Before writing code, we must establish our model. We don't need to create an actual 8x8 array in memory. The board is an abstract concept; we only need the coordinates of the two queens. We'll represent each queen's position as a two-element array: [row, column].

The core logic hinges on comparing these coordinates. Let's say we have White Queen at [r1, c1] and Black Queen at [r2, c2].

• Row Attack: An attack is possible if r1 == r2.
• Column Attack: An attack is possible if c1 == c2.
• Diagonal Attack: This is the trickiest part. Two points are on the same diagonal if the absolute difference of their row coordinates is equal to the absolute difference of their column coordinates. Mathematically: abs(r1 - r2) == abs(c1 - c2).

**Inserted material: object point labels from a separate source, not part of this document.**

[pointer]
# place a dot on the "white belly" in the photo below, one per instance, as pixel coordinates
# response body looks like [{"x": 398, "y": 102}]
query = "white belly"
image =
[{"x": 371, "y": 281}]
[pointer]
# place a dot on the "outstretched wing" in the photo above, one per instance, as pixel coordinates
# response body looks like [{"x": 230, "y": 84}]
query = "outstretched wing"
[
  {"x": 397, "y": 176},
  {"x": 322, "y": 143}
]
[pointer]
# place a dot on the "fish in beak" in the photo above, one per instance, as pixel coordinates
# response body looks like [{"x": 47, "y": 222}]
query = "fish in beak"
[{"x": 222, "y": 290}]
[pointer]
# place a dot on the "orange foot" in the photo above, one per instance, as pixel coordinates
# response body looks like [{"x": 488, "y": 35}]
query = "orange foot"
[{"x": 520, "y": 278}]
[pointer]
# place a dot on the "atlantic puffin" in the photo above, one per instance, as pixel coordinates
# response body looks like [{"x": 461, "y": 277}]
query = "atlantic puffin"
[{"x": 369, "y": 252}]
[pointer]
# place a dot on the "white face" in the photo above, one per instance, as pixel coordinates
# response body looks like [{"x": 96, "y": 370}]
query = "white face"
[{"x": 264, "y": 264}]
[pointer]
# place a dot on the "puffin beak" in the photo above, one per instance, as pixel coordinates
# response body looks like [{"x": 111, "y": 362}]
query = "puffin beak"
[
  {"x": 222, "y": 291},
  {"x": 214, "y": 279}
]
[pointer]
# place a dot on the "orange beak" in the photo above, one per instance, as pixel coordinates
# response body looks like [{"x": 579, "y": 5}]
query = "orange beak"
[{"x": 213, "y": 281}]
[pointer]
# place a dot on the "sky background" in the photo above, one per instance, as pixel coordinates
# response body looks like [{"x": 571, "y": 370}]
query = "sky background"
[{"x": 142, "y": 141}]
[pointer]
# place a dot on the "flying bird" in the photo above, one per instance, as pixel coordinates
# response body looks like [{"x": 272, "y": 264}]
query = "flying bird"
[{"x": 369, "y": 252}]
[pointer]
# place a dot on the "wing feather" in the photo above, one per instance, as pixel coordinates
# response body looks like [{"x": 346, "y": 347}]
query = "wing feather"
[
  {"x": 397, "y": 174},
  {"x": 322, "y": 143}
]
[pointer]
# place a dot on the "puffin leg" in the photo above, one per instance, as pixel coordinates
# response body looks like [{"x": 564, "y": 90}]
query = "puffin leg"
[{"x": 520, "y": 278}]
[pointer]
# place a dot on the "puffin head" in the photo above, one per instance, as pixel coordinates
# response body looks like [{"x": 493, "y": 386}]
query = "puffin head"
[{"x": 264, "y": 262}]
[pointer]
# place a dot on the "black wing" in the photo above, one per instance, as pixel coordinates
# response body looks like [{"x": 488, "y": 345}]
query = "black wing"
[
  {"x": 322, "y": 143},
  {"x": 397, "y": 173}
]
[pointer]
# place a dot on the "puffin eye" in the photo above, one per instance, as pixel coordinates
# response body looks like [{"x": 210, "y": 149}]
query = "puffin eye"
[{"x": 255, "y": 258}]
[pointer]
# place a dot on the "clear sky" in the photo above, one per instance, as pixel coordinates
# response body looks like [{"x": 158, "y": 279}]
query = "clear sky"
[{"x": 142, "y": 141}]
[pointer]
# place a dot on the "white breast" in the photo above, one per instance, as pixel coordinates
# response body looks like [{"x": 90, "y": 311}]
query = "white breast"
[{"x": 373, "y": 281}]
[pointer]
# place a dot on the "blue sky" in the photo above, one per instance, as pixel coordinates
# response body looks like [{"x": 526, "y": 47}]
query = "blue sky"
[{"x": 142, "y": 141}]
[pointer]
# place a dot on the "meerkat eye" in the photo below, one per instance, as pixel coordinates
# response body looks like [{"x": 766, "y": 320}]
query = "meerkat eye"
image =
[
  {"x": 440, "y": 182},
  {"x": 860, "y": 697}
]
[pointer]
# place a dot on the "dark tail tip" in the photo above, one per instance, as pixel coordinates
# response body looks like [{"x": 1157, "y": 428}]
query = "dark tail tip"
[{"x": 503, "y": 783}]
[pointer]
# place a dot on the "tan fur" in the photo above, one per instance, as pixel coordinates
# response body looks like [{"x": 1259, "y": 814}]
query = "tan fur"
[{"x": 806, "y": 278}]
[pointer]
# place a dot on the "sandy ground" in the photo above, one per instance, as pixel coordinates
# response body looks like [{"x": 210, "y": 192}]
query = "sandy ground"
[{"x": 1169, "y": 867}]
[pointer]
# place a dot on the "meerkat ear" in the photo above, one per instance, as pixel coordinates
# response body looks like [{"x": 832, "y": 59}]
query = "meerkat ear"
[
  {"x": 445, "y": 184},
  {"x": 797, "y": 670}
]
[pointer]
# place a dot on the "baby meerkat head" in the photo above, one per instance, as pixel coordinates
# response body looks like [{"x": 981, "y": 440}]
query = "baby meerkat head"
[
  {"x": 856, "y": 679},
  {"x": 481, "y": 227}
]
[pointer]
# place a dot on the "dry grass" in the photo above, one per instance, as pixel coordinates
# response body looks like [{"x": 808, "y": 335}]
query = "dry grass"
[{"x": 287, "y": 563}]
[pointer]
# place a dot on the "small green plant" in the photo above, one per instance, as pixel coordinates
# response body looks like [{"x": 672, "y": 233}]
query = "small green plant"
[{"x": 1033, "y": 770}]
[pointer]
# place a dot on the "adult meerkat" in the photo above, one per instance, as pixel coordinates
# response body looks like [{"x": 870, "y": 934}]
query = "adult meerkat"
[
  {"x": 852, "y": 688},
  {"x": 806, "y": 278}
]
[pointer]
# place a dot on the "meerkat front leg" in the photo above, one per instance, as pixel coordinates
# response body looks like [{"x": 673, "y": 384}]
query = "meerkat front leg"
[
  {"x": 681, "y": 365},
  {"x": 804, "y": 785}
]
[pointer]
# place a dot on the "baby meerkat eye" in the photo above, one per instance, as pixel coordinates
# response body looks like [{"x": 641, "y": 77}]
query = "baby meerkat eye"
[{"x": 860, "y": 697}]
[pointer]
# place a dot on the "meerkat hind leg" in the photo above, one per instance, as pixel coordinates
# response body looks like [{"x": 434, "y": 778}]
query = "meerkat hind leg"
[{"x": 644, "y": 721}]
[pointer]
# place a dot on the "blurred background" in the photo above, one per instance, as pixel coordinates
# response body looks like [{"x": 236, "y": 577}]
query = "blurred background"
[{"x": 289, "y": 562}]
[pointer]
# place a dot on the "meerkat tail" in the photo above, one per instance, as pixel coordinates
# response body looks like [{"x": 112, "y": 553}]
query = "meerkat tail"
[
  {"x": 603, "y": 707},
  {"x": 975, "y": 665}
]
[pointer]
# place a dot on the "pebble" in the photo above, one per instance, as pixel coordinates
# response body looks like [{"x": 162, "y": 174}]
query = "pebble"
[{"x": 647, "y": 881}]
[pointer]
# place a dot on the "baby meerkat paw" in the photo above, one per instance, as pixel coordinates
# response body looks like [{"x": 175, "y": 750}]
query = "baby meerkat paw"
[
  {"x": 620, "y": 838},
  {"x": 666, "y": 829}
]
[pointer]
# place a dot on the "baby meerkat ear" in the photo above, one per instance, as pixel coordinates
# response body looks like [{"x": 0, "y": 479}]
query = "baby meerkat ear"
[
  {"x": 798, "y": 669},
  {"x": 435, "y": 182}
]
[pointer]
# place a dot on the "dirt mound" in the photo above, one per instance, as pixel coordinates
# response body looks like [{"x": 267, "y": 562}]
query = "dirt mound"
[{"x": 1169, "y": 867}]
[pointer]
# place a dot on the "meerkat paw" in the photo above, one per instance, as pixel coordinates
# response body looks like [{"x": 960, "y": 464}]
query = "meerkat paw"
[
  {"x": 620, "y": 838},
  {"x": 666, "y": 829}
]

If any of these three conditions are true, the queens can attack each other.

ASCII Art Diagram: The Logical Flow of an Attack Check

This diagram illustrates the decision-making process. The input (two queen positions) flows downwards through three parallel checks. If any check returns true, the final result is true.

    ● Start: Input [r1,c1], [r2,c2]
    │
    ▼
  ┌────────────────────────┐
  │ Unpack Coordinates     │
  │ r1, c1, r2, c2         │
  └──────────┬─────────────┘
             │
             ├─────────────┬──────────────┐
             │             │              │
             ▼             ▼              ▼
        ◆ Row Check?  ◆ Col Check?   ◆ Diagonal Check?
        │ (r1 == r2)  │ (c1 == c2)   │ (abs(r1-r2) == abs(c1-c2))
        │             │              │
        └─────────────┼──────────────┘
                      │
                      ▼
                 ┌─────────┐
                 │ OR Gate │
                 └────┬────┘
                      │
                      ▼
                  ● Result
                  (true/false)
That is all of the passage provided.